Die zwischen Juni 1926 und Frühjahr 1928 durchgeführten 25 Einzelgespräche wurden von Preußen sehr offensiv geführt, um die Intitiative nicht aus der Hand zu geben und der Kurie nicht mehr Terrain zu bieten als erforderlich. Die Schulfrage drohte im Mai 1927 alle bis dahin erzielte Einigkeit zu zerstören: Die preußische Regierung sträubte sich vehement gegen jeden Artikel, die auch nur einer Absichtserklärung gleichkommen würde. Nach zähem Ringen einigte man sich erst im Sommer 1928 auf die Errichtung eines Bistums in der protestantischen Reichshauptstadt und die Errichtung einer Breslauer Kirchenprovinz. Die staatliche Seite schwenkte im letztgenannten Punkt ohne großen Widerstand auf die Linie des Nuntius ein, da das Fürstbistum Breslau durch den Verlust Ost-Oberschlesiens entschädigt werden mußte. Die unvermeidliche Angleichung der Kirchengrenzen an die staatliche Grenzziehung, die im Falle Breslaus fatale wirtschaftliche Folgen für Domkapitel und Bischof hatten, da etliche Bistumsgüter auf tschechoslowakischem Staatsboden lagen, wurde durch Pacellis umsichtiges Angebot von Ausführungsverhandlungen politisch gemildert, faktisch jedoch zum wirtschaftlichen Nachteil Breslaus durchgesetzt.

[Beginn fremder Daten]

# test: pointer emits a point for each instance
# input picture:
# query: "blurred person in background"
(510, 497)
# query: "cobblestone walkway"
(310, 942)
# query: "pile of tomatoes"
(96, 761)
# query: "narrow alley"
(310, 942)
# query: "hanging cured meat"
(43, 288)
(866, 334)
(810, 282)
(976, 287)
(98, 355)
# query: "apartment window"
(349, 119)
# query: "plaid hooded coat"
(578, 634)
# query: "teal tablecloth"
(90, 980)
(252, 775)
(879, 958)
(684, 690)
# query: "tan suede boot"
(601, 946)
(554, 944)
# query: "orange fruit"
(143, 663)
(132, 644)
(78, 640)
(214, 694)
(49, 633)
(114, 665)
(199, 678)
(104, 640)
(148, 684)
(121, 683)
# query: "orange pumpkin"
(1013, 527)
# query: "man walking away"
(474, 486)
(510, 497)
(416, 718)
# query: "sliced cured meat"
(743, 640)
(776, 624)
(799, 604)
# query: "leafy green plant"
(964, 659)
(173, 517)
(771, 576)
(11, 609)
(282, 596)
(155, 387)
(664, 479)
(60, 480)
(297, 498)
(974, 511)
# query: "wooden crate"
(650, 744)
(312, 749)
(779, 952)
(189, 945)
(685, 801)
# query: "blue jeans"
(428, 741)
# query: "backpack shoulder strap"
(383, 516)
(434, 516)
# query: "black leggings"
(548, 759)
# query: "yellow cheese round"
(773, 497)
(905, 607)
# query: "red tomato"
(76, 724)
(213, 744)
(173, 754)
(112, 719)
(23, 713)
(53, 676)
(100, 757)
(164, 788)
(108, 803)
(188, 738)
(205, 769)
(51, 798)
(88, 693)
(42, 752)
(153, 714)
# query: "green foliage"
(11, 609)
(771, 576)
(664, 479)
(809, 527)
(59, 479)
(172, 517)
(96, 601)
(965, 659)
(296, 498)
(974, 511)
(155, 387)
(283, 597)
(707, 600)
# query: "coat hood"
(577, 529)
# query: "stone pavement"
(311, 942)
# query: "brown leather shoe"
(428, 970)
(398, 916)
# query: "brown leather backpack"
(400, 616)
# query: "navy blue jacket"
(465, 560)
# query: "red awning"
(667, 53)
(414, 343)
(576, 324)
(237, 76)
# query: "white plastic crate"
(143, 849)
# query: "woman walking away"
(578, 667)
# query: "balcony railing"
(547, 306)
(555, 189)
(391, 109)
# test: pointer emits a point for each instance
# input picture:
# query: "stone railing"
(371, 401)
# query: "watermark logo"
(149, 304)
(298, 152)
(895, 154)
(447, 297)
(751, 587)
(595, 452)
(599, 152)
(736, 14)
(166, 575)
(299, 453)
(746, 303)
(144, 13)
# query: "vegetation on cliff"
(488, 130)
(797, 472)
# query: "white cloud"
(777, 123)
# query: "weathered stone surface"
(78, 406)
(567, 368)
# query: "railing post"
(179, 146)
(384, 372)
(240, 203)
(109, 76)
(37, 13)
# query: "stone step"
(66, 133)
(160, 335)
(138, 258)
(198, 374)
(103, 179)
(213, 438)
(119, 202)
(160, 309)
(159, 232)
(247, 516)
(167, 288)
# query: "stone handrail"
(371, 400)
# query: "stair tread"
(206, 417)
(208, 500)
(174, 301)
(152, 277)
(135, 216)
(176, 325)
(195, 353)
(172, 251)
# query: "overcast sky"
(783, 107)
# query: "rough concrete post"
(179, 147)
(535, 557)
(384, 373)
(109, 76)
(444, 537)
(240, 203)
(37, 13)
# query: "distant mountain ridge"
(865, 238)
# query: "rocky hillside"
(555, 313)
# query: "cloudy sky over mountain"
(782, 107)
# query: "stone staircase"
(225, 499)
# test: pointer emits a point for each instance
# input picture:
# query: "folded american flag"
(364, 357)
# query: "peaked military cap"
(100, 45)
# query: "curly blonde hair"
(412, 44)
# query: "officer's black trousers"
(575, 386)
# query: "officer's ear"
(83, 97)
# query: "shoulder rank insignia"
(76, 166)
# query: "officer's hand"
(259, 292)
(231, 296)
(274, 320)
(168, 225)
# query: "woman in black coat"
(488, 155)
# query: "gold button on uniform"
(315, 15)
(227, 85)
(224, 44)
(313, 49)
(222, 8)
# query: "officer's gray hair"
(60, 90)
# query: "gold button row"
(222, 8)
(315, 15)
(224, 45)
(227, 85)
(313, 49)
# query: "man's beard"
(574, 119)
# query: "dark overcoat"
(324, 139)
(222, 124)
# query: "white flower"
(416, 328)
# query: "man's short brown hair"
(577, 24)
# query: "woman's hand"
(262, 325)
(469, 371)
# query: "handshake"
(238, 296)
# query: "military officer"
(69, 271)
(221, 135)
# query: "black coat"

Bis zum 14. Mai 1929 war der endgültige Text ausgehandelt und am 14. Juni im Preußischen Staatsministerium unterzeichnet. Der preußische Landtag nahm den „Vertrag des Freistaates Preußen mit dem Heiligen Stuhl“ – das Wort Konkordat wurde auf preußischen Wunsch vermieden – Dank des geschickten und weitsichtigen Ministerpräsidenten der SPD, Carl Otto Braun (1672–1955), am 9. Juli mit 243 gegen 171 Stimmen überraschend deutlich und rasch an. Neben Braun bewies sein Kultusminister Carl Heinrich Becker (1876–1933) ressentimentsfreie Nüchternheit und realpolitische Größe beim Aushandeln des Vertrags auf staatlicher Seite, während Pacelli und seine bewährten kirchenrechtlichen Helfer das an sich magere Ergebnis – es fehlten substantielle Paragraphen zu Ehe, Orden und Schule – einer erfolgsverwöhnten Kurie schmackhaft machen mußten.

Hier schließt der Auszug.